Майнард находил это немного странным. Но прошло уже немало лет с тех пор, как он имел дело с этим человеком, и поскольку со временем происходят некоторые изменения, возможно, стиль разговора мистера Свинтона не был исключением.

Из того, что он и оба его слушателя были в довольно теплых, дружеских отношениях, можно было сделать вывод, что они уже провели некоторое время перед стойкой. При этом они уже достаточно выпили, чтобы не замечать новых посетителей, и поэтому они совершенно не обратили внимания на вошедшего Майнарда.

И он также не заметил бы их, если б не услышал слова, касающиеся, очевидно, его самого.

— Между прочим, сэр, — сказал один из незнакомцев, обращаясь к Свинтону, — если не секрет, что это за маленькая стычка, происшедшая с вами в танцевальном зале?

— Ай-ай, о какой стычке ты говоришь, мистер Лукас?

— Было что-то странное — как раз перед первым вальсом. Участвовали в этом темноволосая девушка с алмазным головным убором — та самая, с которой ты так много танцевал, мисс Гирдвуд ее зовут, как я полагаю, — и великолепный господин с усами. Старая леди, кажется, также участвовала в этом. Мой друг и я случайно оказались рядом и видели, что произошла некая сцена между вами. Так ли это?

— Ну что ты? Никакой сцены не было. Только и всего, что господин хотел кружиться в вальсе с этим божественным созданием, но леди предпочла его вашему скромному слуге. Вот и все что было, джентльмены, я вас уверяю.

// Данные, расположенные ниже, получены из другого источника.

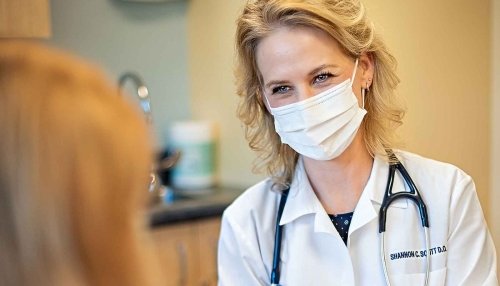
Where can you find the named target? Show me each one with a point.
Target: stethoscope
(389, 197)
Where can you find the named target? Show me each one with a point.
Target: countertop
(182, 206)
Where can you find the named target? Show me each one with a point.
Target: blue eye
(281, 89)
(322, 77)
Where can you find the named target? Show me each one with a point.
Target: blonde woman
(74, 165)
(341, 205)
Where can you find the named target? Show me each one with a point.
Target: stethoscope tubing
(389, 197)
(275, 273)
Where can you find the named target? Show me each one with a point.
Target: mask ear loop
(363, 92)
(354, 72)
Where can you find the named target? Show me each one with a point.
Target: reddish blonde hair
(74, 165)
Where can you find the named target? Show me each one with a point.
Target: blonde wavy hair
(74, 171)
(347, 23)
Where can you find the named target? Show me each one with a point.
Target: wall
(495, 119)
(444, 54)
(444, 64)
(144, 37)
(211, 28)
(184, 51)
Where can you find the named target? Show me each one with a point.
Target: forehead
(296, 49)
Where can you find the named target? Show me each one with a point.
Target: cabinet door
(176, 246)
(208, 238)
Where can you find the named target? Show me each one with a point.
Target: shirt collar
(302, 200)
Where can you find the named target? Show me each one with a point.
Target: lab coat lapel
(303, 201)
(369, 203)
(301, 198)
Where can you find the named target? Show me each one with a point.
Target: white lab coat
(313, 253)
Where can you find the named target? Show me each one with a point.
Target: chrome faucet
(158, 192)
(142, 92)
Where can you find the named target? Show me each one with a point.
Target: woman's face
(300, 62)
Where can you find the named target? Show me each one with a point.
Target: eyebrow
(311, 73)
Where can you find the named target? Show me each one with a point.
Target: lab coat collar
(303, 201)
(377, 183)
(301, 198)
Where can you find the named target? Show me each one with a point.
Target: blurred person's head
(74, 166)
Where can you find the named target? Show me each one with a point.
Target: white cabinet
(188, 252)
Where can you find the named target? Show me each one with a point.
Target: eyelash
(279, 89)
(323, 74)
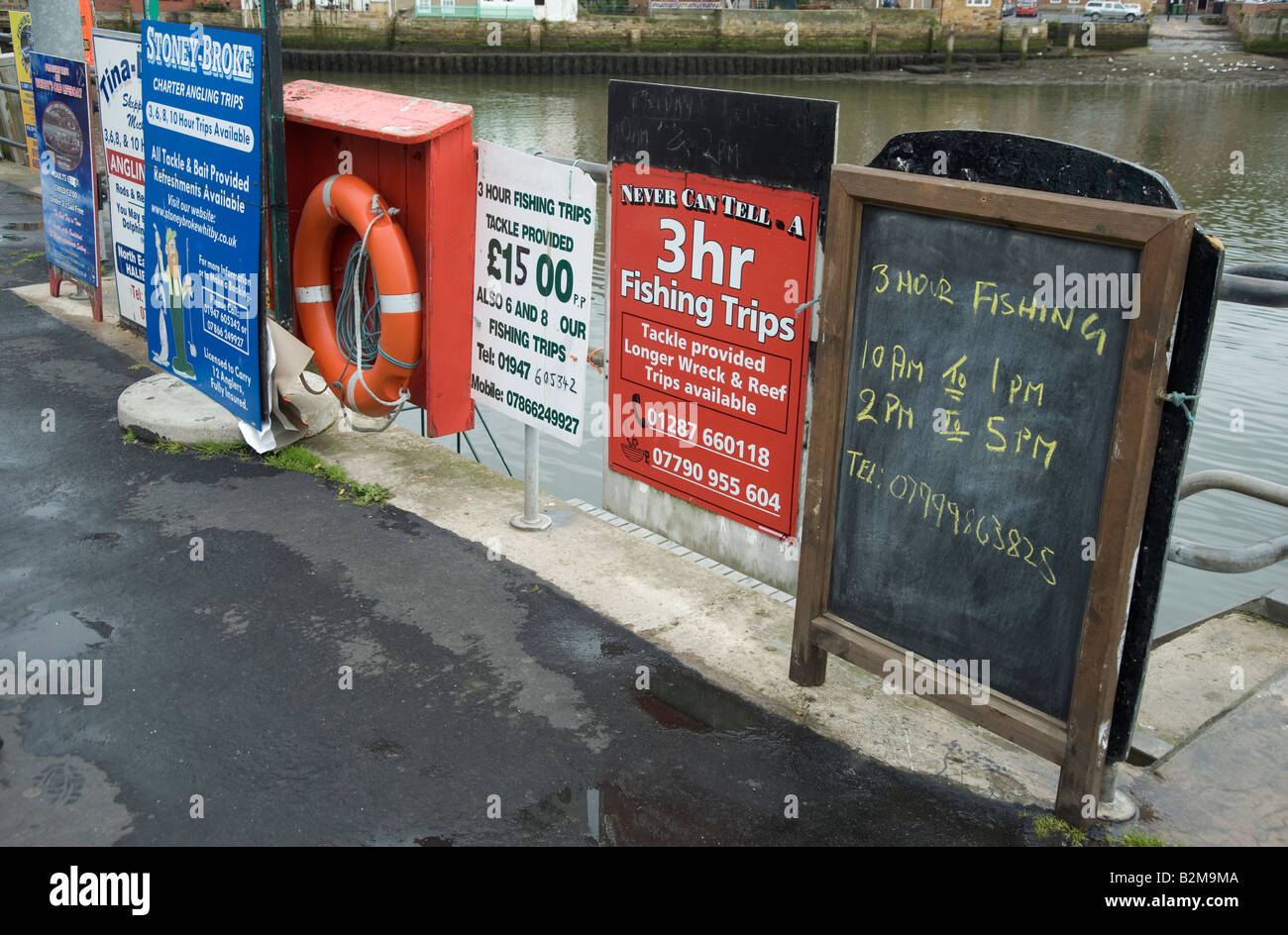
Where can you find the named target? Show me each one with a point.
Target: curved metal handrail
(1256, 283)
(1231, 561)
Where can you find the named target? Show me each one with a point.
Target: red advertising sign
(709, 353)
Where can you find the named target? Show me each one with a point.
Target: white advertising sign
(120, 103)
(533, 243)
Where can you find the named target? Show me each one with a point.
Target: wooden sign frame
(1162, 239)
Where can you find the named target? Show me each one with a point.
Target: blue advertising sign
(201, 140)
(65, 165)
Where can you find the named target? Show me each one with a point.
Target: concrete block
(163, 406)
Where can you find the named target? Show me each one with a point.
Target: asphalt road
(476, 686)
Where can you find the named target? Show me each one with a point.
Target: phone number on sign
(730, 485)
(542, 412)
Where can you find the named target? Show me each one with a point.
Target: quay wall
(781, 34)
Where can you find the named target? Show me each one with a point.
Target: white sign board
(533, 243)
(120, 104)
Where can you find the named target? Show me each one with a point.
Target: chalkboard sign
(977, 433)
(988, 394)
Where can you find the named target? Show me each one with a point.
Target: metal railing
(428, 9)
(1222, 559)
(1256, 283)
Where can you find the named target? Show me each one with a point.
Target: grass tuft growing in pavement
(291, 459)
(1134, 839)
(1046, 826)
(209, 450)
(297, 459)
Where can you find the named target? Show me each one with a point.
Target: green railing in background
(424, 8)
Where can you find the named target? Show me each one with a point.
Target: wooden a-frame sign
(862, 617)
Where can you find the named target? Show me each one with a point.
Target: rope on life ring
(375, 385)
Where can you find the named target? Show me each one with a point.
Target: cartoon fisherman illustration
(170, 277)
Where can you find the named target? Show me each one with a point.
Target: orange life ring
(348, 200)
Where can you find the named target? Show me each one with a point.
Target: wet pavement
(335, 674)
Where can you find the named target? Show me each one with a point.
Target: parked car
(1111, 9)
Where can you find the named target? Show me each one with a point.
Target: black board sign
(990, 384)
(977, 432)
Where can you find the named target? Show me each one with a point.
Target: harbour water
(1192, 133)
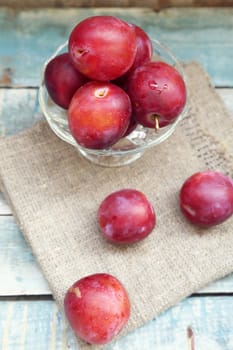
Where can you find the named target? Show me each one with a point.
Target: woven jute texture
(55, 193)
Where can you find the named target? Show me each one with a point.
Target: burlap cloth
(54, 194)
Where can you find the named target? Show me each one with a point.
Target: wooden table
(29, 318)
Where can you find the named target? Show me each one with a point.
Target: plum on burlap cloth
(55, 193)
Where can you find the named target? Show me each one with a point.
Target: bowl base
(111, 160)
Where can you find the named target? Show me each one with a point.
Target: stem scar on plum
(76, 291)
(81, 52)
(100, 93)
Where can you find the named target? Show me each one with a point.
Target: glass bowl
(127, 149)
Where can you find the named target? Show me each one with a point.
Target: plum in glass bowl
(133, 145)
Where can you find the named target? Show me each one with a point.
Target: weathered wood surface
(39, 325)
(20, 274)
(29, 37)
(154, 4)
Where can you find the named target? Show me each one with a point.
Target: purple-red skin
(126, 216)
(206, 198)
(143, 54)
(103, 47)
(97, 308)
(99, 114)
(132, 126)
(156, 89)
(144, 48)
(62, 80)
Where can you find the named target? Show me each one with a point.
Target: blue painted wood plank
(39, 325)
(28, 37)
(20, 274)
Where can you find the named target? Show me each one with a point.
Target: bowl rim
(110, 151)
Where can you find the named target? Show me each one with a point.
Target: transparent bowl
(127, 149)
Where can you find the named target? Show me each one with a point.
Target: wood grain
(155, 4)
(29, 37)
(18, 268)
(39, 325)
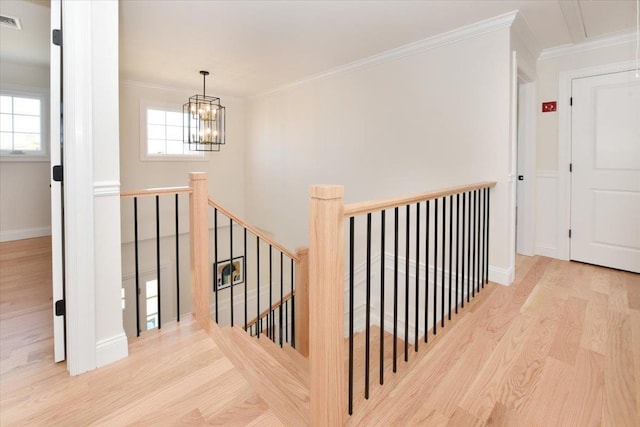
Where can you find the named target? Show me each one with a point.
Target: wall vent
(10, 21)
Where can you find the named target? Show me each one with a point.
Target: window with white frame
(161, 134)
(22, 130)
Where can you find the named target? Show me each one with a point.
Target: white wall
(432, 119)
(111, 342)
(25, 198)
(549, 199)
(225, 169)
(226, 179)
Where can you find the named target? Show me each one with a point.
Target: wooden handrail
(273, 307)
(155, 191)
(254, 230)
(360, 208)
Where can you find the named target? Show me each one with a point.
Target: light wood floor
(560, 347)
(177, 376)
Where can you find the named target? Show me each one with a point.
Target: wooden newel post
(326, 305)
(199, 246)
(302, 302)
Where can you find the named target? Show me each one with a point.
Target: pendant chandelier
(203, 121)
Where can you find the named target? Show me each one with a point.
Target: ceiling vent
(9, 21)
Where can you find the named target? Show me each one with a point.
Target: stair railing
(285, 308)
(154, 320)
(271, 281)
(458, 234)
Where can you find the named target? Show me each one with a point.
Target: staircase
(280, 376)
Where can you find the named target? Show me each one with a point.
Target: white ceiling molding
(571, 49)
(473, 30)
(526, 45)
(573, 17)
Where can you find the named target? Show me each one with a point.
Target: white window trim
(43, 95)
(144, 156)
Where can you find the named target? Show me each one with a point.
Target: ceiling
(253, 46)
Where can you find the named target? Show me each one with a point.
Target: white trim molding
(78, 160)
(599, 43)
(106, 188)
(564, 145)
(24, 233)
(111, 349)
(463, 33)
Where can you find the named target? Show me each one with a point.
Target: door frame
(564, 145)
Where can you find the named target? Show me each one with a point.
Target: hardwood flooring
(560, 347)
(176, 376)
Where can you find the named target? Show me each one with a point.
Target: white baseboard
(501, 276)
(25, 233)
(111, 349)
(548, 251)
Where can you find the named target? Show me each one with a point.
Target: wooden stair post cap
(197, 176)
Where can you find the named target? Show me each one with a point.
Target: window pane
(27, 124)
(6, 104)
(155, 132)
(174, 133)
(174, 119)
(152, 288)
(156, 146)
(152, 321)
(5, 123)
(155, 117)
(28, 106)
(26, 141)
(6, 142)
(174, 147)
(152, 305)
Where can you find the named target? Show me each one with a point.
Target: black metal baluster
(293, 308)
(395, 291)
(270, 321)
(457, 248)
(351, 301)
(444, 256)
(450, 251)
(382, 272)
(231, 269)
(135, 238)
(281, 297)
(258, 285)
(368, 310)
(215, 258)
(464, 210)
(469, 287)
(406, 284)
(417, 297)
(426, 277)
(435, 267)
(477, 208)
(158, 260)
(488, 234)
(244, 276)
(472, 242)
(177, 265)
(482, 220)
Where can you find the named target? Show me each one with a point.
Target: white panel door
(605, 182)
(57, 257)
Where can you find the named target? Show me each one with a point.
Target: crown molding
(599, 43)
(463, 33)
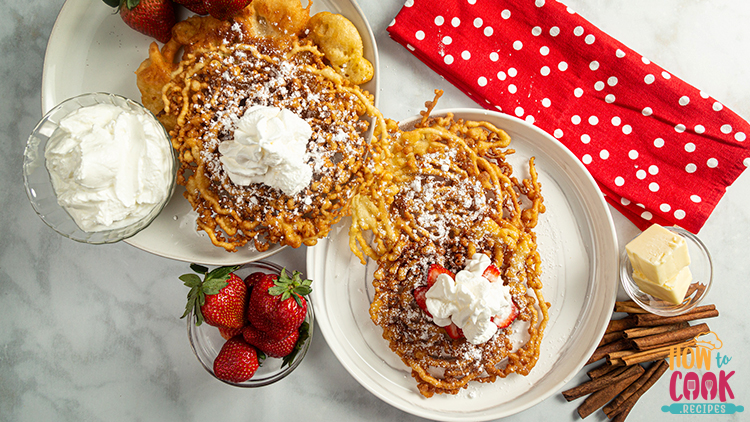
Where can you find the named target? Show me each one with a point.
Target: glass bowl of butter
(666, 270)
(98, 168)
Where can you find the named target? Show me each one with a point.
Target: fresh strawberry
(225, 9)
(195, 6)
(492, 274)
(237, 361)
(154, 18)
(219, 299)
(277, 305)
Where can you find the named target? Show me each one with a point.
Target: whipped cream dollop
(109, 166)
(470, 301)
(268, 147)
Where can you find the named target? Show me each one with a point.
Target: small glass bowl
(39, 186)
(206, 341)
(700, 266)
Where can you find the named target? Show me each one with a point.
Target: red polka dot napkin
(661, 150)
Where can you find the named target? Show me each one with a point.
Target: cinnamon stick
(701, 312)
(652, 341)
(636, 332)
(599, 398)
(627, 405)
(602, 351)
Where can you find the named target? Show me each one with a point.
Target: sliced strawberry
(492, 274)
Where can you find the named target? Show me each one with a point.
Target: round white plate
(578, 247)
(91, 49)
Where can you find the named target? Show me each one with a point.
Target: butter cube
(658, 254)
(672, 291)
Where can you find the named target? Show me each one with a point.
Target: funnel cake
(439, 194)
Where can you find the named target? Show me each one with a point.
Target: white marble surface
(93, 332)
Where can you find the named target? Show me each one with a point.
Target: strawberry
(237, 361)
(219, 299)
(225, 9)
(154, 18)
(195, 6)
(277, 305)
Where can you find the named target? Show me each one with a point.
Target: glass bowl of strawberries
(249, 325)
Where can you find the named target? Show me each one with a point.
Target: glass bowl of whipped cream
(98, 168)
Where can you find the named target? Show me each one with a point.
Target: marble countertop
(93, 332)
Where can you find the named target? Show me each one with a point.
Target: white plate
(91, 49)
(578, 246)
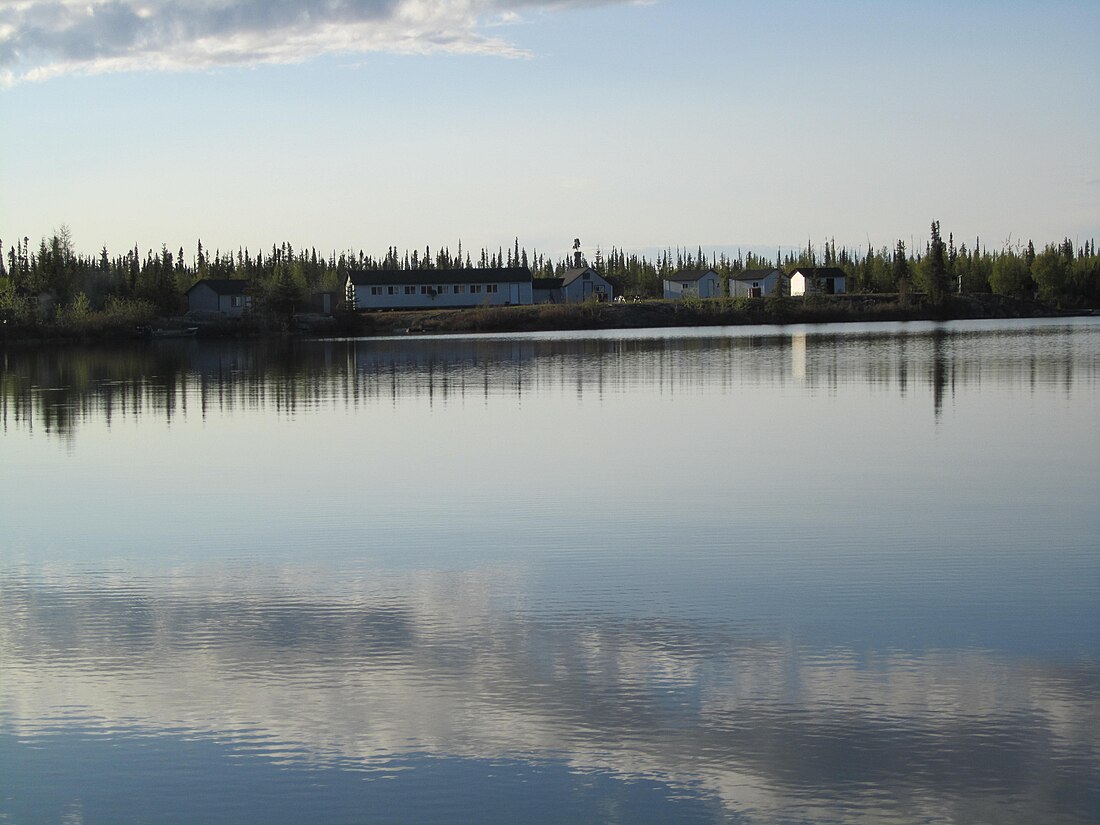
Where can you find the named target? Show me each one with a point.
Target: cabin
(818, 281)
(219, 295)
(759, 283)
(583, 283)
(694, 283)
(439, 288)
(547, 290)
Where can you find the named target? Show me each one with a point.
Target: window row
(440, 289)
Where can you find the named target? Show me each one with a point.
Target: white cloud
(42, 39)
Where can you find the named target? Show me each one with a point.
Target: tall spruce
(937, 268)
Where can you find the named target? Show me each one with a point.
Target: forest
(54, 284)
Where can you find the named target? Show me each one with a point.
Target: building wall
(202, 298)
(705, 287)
(585, 287)
(419, 296)
(802, 285)
(744, 288)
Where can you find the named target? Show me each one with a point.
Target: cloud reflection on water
(56, 389)
(358, 674)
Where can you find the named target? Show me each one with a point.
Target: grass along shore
(691, 312)
(548, 317)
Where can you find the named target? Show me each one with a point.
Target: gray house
(818, 281)
(219, 295)
(583, 283)
(547, 290)
(697, 283)
(759, 283)
(435, 288)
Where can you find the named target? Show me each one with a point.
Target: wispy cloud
(43, 39)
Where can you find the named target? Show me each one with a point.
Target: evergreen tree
(936, 268)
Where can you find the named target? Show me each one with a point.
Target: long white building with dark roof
(436, 288)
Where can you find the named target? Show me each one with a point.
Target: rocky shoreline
(569, 317)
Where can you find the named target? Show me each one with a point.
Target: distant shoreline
(700, 312)
(571, 317)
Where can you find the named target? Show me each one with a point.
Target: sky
(641, 124)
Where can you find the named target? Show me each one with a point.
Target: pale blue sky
(675, 122)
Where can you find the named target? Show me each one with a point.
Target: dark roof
(821, 272)
(754, 274)
(691, 275)
(223, 286)
(397, 277)
(573, 273)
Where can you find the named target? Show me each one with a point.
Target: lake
(774, 574)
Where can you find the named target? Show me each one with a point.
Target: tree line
(54, 277)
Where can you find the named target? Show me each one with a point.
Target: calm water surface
(813, 574)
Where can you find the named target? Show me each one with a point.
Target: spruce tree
(937, 268)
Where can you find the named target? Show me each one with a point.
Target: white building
(583, 283)
(697, 283)
(435, 288)
(818, 281)
(219, 295)
(759, 283)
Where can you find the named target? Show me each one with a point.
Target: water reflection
(815, 574)
(374, 674)
(57, 389)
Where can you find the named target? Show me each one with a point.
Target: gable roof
(222, 286)
(691, 275)
(820, 272)
(756, 274)
(576, 272)
(407, 277)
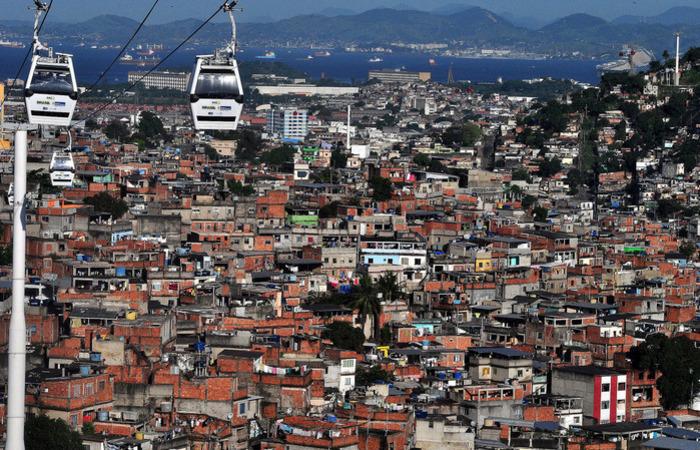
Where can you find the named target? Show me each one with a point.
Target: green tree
(117, 130)
(367, 377)
(345, 336)
(91, 125)
(679, 362)
(238, 188)
(339, 160)
(367, 302)
(249, 145)
(521, 175)
(382, 189)
(329, 210)
(471, 134)
(211, 153)
(528, 201)
(103, 202)
(150, 125)
(278, 156)
(88, 428)
(549, 167)
(688, 251)
(42, 433)
(540, 213)
(421, 159)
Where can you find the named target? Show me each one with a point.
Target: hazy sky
(168, 10)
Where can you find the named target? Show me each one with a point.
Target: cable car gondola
(215, 90)
(62, 169)
(51, 92)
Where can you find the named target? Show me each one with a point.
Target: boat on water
(129, 60)
(637, 58)
(12, 44)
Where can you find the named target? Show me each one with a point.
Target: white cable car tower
(50, 93)
(215, 90)
(50, 97)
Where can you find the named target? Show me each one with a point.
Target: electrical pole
(17, 351)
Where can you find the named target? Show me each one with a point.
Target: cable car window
(63, 163)
(217, 84)
(51, 81)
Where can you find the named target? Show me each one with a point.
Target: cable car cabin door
(51, 92)
(216, 94)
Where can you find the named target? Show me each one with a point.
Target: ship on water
(632, 58)
(12, 44)
(129, 60)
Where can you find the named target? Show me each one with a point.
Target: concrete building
(161, 80)
(399, 76)
(288, 123)
(604, 392)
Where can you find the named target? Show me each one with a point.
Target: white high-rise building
(290, 124)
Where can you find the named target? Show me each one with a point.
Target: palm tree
(366, 299)
(389, 286)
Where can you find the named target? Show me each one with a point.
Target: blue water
(89, 64)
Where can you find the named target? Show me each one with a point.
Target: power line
(124, 47)
(14, 82)
(103, 107)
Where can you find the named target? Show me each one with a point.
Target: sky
(169, 10)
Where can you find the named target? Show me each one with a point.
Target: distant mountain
(677, 15)
(531, 23)
(472, 29)
(451, 8)
(574, 22)
(332, 12)
(255, 19)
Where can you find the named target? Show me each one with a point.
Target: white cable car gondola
(62, 167)
(215, 90)
(51, 92)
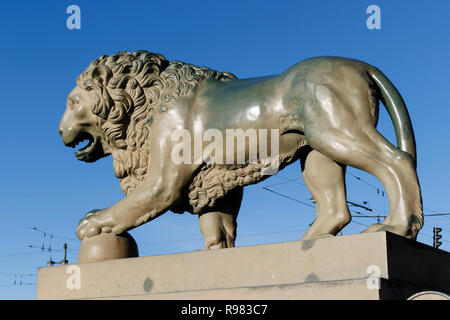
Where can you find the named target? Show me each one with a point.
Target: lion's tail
(396, 107)
(406, 142)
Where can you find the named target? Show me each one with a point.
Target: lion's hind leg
(218, 226)
(368, 150)
(325, 180)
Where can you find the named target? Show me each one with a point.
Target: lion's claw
(89, 227)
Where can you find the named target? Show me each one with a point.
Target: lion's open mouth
(91, 152)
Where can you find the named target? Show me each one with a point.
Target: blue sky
(44, 186)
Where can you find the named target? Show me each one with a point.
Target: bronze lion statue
(324, 111)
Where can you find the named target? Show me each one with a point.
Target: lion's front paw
(90, 225)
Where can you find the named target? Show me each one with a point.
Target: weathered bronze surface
(325, 110)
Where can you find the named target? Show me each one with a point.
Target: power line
(290, 198)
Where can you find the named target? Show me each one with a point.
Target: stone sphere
(107, 246)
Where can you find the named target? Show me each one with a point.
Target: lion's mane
(132, 87)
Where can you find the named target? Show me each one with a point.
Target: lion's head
(114, 101)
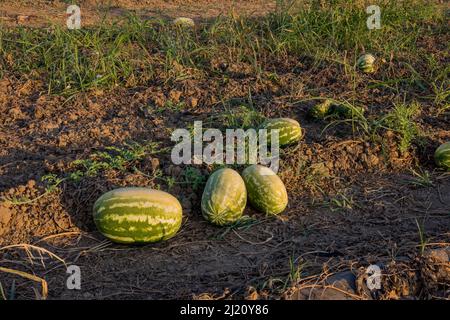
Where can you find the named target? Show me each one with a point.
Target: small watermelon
(224, 197)
(137, 215)
(320, 110)
(442, 156)
(290, 130)
(366, 63)
(266, 192)
(346, 111)
(184, 22)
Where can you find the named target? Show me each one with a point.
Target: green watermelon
(137, 215)
(366, 63)
(320, 110)
(224, 197)
(346, 111)
(184, 22)
(290, 130)
(266, 192)
(442, 156)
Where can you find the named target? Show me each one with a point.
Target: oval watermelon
(290, 130)
(266, 192)
(137, 215)
(320, 110)
(366, 63)
(442, 156)
(224, 197)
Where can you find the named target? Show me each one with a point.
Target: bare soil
(42, 134)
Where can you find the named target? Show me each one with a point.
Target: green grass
(402, 121)
(422, 178)
(135, 52)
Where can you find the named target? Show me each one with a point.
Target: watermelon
(224, 197)
(320, 110)
(290, 130)
(346, 111)
(137, 215)
(184, 22)
(442, 156)
(266, 192)
(366, 63)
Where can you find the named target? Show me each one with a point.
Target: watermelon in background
(266, 192)
(289, 130)
(224, 197)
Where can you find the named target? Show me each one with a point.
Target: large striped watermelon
(442, 156)
(290, 130)
(266, 191)
(224, 197)
(137, 215)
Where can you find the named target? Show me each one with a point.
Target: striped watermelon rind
(137, 215)
(224, 197)
(320, 110)
(442, 156)
(366, 63)
(289, 130)
(266, 192)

— Мы думали, что у него с тобой произошло некое столкновение. Происшедшее было дьявольски похоже на это.

— Не со мной. Я полагаю, недоразумение произошло между ним и молодой леди. Действительно, она дала ему предыдущее обязательство, которое не было записано в ее карточке. С моей стороны — я не имел никаких претензий к молодому господину — абсолютно никаких — даже не заговорил с ним.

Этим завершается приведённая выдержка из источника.